Les broyeurs à déchets attirent la vermine et polluent de grandes quantités d’eau, ce qui explique pourquoi la Ville de Sherbrooke souhaite les interdire.

Les broyeurs à déchets seront interdits

Jonathan Custeau
Jonathan Custeau
La Tribune
Les broyeurs à déchets seront bientôt interdits à Sherbrooke. Les élus ont lancé le processus qui permettra d’adopter un règlement en ce sens au cours des prochains mois.

La recommandation, qui émane du Bureau de l’environnement, vise entre autres à réduire les conséquences de broyeurs à déchets sur la qualité de l’eau.

Dans les documents municipaux, on indique que cet équipement de plomberie est apparu dans les années 1950 et 1960 et qu’il génère des impacts environnementaux non négligeables. « Une alternative facile d’application existe à Sherbrooke depuis près de 15 ans, soit la collecte des matières compostables », y lit-on.

Parmi les avantages cités pour l’utilisation d’un broyeur, on cite seulement la facilité de déverser les résidus de table en rinçant la vaisselle et l’élimination d’odeurs du mini bac de compost dans la maison.

La liste des inconvénients est plus longue, notamment une importante consommation d’eau potable, le risque de blocage de la plomberie domestique, et le risque d’attirer la vermine, entre autres les rats, dans les maisons et les réseaux d’égout. Dans le même sens, on ajoute les risques de blocage dans les conduits d’égout et de refoulement des eaux usées et la pollution supplémentaire dans les rivières.

Le règlement qu’adopterait la Ville ne comporterait pas de droits acquis, donc les citoyens possédant déjà un broyeur à déchets devront le retirer. La présidente du comité de l’environnement, Karine Godbout, mentionne qu’ils auront jusqu’au 1er mai 2021 pour procéder aux travaux d’enlèvement du système. 

« Il n’y a pas beaucoup de villes qui n’ont pas de règlement sur les broyeurs à déchets. On emboîte le pas à des villes comme Québec, Gatineau et Trois-Rivières.» 

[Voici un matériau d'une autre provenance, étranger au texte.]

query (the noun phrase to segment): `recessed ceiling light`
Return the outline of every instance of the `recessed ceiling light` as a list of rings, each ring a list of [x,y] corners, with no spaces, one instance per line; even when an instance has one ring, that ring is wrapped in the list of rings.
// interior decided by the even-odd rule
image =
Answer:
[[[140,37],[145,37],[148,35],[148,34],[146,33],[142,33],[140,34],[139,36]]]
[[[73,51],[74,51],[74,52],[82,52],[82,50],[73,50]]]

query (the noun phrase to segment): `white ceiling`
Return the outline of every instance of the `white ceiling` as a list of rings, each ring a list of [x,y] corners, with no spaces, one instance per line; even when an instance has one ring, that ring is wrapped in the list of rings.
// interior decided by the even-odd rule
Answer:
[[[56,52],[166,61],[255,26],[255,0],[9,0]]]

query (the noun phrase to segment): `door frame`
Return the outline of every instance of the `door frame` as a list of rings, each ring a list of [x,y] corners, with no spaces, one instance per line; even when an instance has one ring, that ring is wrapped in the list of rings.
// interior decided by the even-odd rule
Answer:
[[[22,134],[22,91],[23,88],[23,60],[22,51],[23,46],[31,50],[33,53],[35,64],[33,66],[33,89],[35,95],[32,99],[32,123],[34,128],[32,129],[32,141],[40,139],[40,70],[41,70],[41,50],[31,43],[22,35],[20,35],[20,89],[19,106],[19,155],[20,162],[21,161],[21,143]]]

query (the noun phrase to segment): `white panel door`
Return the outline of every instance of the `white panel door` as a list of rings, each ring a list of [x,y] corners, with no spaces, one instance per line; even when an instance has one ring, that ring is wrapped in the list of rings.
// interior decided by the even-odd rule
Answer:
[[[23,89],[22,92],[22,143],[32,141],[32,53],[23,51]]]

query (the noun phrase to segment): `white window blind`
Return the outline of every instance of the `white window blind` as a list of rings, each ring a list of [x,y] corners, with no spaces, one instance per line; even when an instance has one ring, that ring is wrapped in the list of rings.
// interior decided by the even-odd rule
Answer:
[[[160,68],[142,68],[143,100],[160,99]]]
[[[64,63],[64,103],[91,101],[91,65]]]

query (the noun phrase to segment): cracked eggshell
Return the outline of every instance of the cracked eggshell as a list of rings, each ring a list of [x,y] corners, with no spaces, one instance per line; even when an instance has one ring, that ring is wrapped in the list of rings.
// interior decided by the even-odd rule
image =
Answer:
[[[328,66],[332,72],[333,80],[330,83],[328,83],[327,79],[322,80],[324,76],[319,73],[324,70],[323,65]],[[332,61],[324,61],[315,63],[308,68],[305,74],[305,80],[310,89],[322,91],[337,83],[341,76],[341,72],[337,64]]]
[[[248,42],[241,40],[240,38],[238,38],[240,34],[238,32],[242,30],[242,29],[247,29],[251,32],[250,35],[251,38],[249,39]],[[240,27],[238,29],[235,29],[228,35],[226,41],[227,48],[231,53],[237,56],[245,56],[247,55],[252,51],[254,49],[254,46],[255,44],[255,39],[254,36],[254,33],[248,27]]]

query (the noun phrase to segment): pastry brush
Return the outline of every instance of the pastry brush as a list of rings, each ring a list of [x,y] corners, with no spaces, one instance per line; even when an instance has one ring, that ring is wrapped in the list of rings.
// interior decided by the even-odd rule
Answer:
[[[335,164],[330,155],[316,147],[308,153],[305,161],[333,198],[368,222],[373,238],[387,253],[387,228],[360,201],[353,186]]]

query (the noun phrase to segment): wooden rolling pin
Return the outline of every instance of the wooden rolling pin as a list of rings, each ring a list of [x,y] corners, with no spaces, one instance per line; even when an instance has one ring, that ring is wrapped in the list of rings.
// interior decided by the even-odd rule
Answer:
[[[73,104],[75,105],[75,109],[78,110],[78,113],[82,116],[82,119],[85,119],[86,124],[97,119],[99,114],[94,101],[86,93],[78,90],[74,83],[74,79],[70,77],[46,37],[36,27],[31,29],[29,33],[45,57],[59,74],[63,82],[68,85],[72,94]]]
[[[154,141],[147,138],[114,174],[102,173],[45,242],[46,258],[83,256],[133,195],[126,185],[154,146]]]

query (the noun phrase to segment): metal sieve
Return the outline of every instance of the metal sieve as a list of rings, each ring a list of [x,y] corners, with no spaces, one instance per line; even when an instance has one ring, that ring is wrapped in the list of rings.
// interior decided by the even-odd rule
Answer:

La conseillère Évelyne Beaudin a demandé si on savait quels citoyens possèdent un broyeur à déchet et comment ce règlement serait appliqué. 

« Il faut se fier à la bonne volonté des gens. On pense que beaucoup de gens en ont, mais ne s’en servent pas nécessairement, surtout que nous avons la collecte du compost. Non, nous ne pourrons pas envoyer des inspecteurs dans les demeures, mais nous pensons qu’en informant les gens, ils n’auront pas envie d’avoir de la vermine dans leur maison. Nous avons espoir qu’en y allant de cette façon-là, nous y arriverons », a commenté Nicole Bergeron. 

La directrice du Service des affaires juridiques, Line Chabot, a précisé que les sanctions s’appliqueront sur plainte ou si un problème est observé, mais qu’il n’y aura pas de visite systématique. 

Karine Godbout ajoute qu’il est facile de déterminer, lors de l’inspection des égouts, quels citoyens utilisent un broyeur parce qu’il y a une accumulation de nourriture et que la vermine s’y rassemble.